A Basílica dos Congregados, considerada por Eduardo Pires de Oliveira «uma das obras-primas da arte bracarense e portuguesa», faz parte do antigo convento dos Oratorianos, que vieram para Braga nos inícios de 1686 por iniciativa do Cónego João de Meira Carrilho. A outra parte (antiga casa da Residência dos Oratorianos) é pertença do Estado e está hoje ocupada pelo Instituto de Estudos da Criança (IEC), da Universidade do Minho.

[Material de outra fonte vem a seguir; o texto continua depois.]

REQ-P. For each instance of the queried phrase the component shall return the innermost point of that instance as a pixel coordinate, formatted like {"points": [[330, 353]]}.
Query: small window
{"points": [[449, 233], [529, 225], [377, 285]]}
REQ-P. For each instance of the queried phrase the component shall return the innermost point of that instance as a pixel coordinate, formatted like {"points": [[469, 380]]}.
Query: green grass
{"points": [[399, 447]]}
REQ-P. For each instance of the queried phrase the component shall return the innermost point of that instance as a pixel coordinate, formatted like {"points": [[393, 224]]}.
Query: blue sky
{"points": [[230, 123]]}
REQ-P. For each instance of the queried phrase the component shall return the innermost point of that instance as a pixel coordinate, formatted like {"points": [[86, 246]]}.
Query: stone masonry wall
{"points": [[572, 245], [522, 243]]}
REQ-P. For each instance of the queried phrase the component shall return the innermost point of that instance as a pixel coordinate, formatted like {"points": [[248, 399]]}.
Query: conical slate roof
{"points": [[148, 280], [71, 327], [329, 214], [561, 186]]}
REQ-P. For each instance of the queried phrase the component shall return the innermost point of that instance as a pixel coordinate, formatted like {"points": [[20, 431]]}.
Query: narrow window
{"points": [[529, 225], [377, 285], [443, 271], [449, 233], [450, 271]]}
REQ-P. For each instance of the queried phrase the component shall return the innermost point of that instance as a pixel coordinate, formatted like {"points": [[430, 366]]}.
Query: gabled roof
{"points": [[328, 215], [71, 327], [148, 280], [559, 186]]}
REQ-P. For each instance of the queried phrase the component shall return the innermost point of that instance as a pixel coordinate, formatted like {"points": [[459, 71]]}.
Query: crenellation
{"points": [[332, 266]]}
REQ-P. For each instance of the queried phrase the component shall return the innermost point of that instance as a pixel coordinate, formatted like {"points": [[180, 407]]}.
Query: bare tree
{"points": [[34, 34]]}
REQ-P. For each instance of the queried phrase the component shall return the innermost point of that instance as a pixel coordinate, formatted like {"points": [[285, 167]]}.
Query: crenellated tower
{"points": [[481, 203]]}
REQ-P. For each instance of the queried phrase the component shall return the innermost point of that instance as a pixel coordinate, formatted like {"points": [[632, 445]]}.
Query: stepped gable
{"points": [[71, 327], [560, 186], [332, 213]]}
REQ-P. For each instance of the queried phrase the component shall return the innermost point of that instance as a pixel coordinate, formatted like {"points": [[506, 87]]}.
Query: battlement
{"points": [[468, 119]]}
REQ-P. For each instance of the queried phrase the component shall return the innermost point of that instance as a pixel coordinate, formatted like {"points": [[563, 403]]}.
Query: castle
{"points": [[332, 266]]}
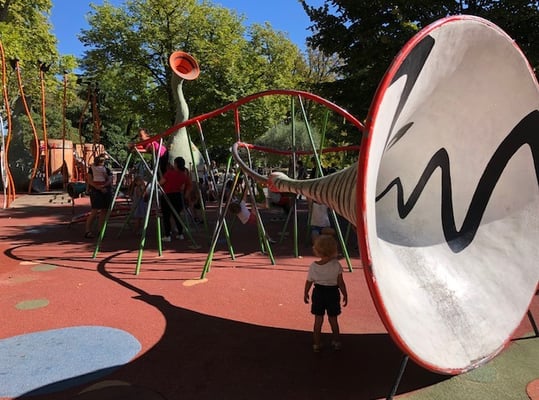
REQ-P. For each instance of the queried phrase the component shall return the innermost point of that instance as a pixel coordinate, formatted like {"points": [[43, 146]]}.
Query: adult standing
{"points": [[155, 148], [176, 184], [100, 187]]}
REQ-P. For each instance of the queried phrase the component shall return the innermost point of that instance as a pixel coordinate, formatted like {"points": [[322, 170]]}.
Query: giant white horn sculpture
{"points": [[447, 194]]}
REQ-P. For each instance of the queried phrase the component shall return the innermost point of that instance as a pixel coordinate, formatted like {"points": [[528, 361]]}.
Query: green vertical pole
{"points": [[147, 218], [111, 206]]}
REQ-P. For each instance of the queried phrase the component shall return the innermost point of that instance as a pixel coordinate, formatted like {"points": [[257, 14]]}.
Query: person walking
{"points": [[326, 276], [176, 184]]}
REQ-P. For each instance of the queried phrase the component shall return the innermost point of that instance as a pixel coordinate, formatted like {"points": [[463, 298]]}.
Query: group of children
{"points": [[324, 277]]}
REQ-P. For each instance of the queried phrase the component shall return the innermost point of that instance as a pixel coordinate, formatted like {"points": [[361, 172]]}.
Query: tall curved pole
{"points": [[42, 69], [7, 178], [34, 131], [81, 143], [96, 121], [65, 170]]}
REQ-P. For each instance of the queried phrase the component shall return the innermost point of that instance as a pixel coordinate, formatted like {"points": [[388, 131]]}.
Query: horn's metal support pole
{"points": [[534, 325], [398, 378]]}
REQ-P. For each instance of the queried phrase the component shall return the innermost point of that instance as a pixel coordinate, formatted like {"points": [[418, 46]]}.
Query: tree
{"points": [[366, 35], [26, 36], [128, 51]]}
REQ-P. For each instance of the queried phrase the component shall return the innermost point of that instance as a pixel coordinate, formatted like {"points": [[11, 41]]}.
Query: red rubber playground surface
{"points": [[78, 327]]}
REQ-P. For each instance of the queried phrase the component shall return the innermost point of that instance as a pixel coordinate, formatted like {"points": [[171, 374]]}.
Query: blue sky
{"points": [[68, 18]]}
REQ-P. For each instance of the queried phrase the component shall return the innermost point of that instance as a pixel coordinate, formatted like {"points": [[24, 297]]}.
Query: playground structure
{"points": [[435, 286], [55, 162], [425, 274]]}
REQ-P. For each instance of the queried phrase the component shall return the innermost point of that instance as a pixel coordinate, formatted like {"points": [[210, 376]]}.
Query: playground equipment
{"points": [[448, 299]]}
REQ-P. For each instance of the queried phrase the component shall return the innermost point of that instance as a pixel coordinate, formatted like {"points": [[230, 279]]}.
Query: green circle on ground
{"points": [[44, 267], [487, 373], [32, 304]]}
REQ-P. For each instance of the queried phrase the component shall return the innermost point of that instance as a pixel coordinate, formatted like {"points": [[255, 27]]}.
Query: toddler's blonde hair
{"points": [[326, 246]]}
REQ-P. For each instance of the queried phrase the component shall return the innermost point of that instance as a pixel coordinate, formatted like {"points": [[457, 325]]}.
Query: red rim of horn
{"points": [[184, 65]]}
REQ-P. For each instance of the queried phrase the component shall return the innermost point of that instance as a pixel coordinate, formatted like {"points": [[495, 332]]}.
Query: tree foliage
{"points": [[366, 35], [128, 52]]}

Antes, estiveram ali a Biblioteca Pública (desde 1841 até
1935), o Liceu (até 1921 ), a Repartição de Finanças, a Escola de Ensino Mútuo e a Escola do Magistério Primário (esta desde 1921).

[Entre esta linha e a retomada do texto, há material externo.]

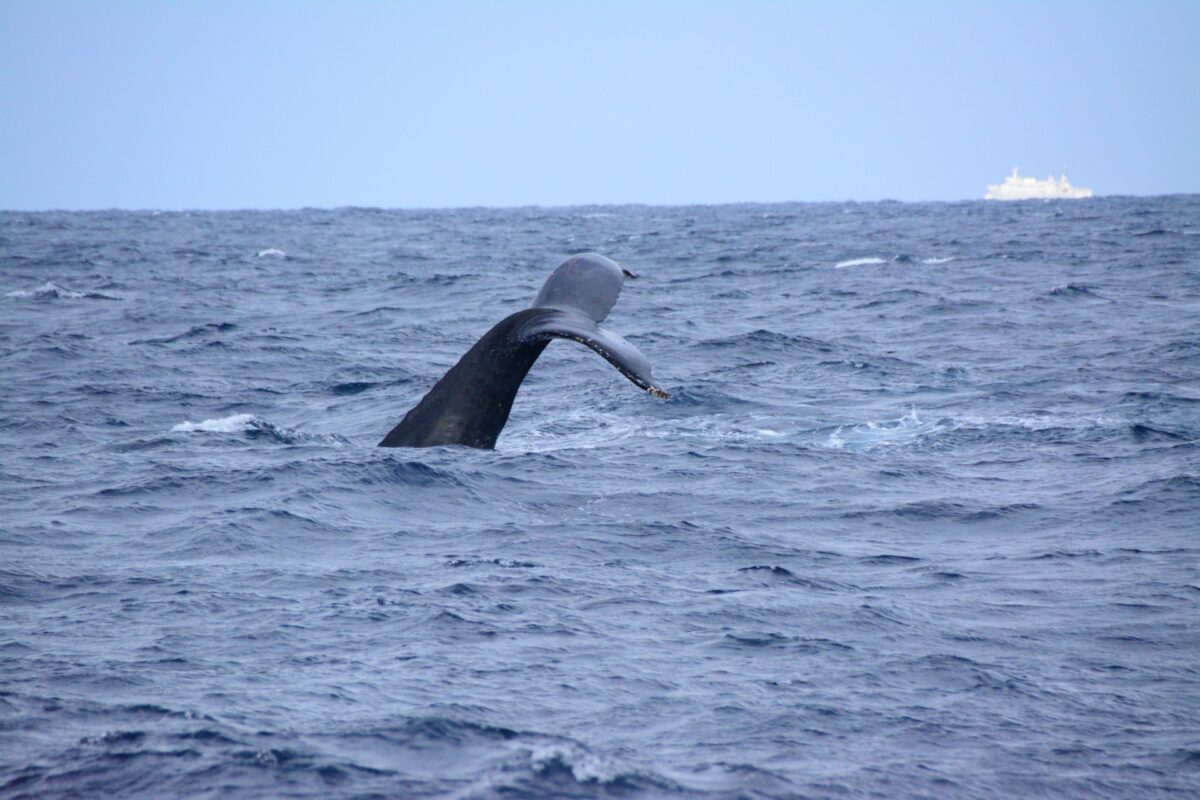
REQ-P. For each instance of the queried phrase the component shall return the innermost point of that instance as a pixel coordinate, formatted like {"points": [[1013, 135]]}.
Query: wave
{"points": [[859, 262], [253, 427], [889, 433], [51, 290]]}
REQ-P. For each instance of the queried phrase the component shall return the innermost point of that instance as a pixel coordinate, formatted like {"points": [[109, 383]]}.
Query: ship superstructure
{"points": [[1018, 187]]}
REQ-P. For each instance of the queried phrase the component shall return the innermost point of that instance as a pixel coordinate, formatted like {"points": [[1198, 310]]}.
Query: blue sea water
{"points": [[919, 519]]}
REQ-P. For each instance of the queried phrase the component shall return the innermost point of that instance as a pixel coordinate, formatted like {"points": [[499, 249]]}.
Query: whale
{"points": [[471, 404]]}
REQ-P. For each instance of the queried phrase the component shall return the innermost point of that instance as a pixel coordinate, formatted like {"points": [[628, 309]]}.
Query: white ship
{"points": [[1015, 187]]}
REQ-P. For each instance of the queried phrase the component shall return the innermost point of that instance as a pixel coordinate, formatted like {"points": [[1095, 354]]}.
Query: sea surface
{"points": [[919, 519]]}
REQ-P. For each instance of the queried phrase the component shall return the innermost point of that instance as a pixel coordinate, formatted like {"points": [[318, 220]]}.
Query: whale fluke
{"points": [[471, 404]]}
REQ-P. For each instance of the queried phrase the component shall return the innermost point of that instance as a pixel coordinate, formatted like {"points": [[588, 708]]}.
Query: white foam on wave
{"points": [[585, 767], [869, 435], [234, 423], [47, 289], [859, 262]]}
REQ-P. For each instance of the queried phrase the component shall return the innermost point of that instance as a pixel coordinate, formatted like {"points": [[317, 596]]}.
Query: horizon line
{"points": [[550, 205]]}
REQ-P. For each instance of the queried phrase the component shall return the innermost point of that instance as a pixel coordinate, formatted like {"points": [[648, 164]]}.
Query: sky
{"points": [[292, 103]]}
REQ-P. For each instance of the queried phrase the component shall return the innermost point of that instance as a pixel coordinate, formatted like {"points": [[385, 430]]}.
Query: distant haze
{"points": [[287, 104]]}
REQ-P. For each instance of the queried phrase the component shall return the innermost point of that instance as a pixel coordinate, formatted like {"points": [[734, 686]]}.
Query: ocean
{"points": [[919, 518]]}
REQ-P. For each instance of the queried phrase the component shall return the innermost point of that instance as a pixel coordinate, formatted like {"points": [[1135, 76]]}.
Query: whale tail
{"points": [[471, 404]]}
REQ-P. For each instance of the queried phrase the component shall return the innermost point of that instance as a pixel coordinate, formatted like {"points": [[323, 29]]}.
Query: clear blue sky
{"points": [[286, 103]]}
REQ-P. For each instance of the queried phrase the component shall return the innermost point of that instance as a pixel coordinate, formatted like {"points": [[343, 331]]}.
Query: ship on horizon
{"points": [[1017, 187]]}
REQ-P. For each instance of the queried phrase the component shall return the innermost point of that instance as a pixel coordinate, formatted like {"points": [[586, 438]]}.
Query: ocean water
{"points": [[919, 519]]}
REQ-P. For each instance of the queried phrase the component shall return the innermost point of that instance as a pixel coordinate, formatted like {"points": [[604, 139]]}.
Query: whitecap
{"points": [[234, 423], [585, 765], [859, 262], [48, 289], [869, 435]]}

A fachada foi construída sobre desenho do «curioso de Architectura» André Soares (André Ribeiro Soares da Silva, de seu nome completo), a quem se devem também, em Braga, a capela de Santa Maria Madalena da Falperra, a casa da Câmara, a casa do Raio, capela de Nossa Senhora da Torre (à direita da igreja do Seminário de Santiago), Casa Rolão (Avenida Central, 122), entre outras. A André Soares se atribuem também, na igreja dos Congregados, o arco do coro e a caixa do órgão. São dele as janelas do cunhal com a Cangosta da Palha.

A construção principiou em 1703 sob a responsabilidade do mestre «arquitecto» Manuel Fernandes da Silva, e a bênção da igreja, ainda incompleta (estavam concluídos a capela mor e os dois lados do corpo do templo até ao púlpito), teve lugar em 1717, na sequência de uma provisão do arcebispo D. Rodrigo de Moura Teles, de 27 de Outubro de 1717, que encarregava o seu Coadjutor, Bispo titular de Uranópolis, de presidir à celebração.

A fachada «uma das mais extraordinárias e emocionantes obras do barroco português», ainda na opinião -de Eduardo Pires de Oliveira - foi executada entre 1761 e 1766 pelo mestre pedreiro galego Paulo Vidal, que morava na Cangosta da Palha. Nessa altura ficou incompleta: a uma das torres faltava a cúpula e outra estava construída apenas até cerca de metade do seu alçado; faltavam as esculturas dos nichos.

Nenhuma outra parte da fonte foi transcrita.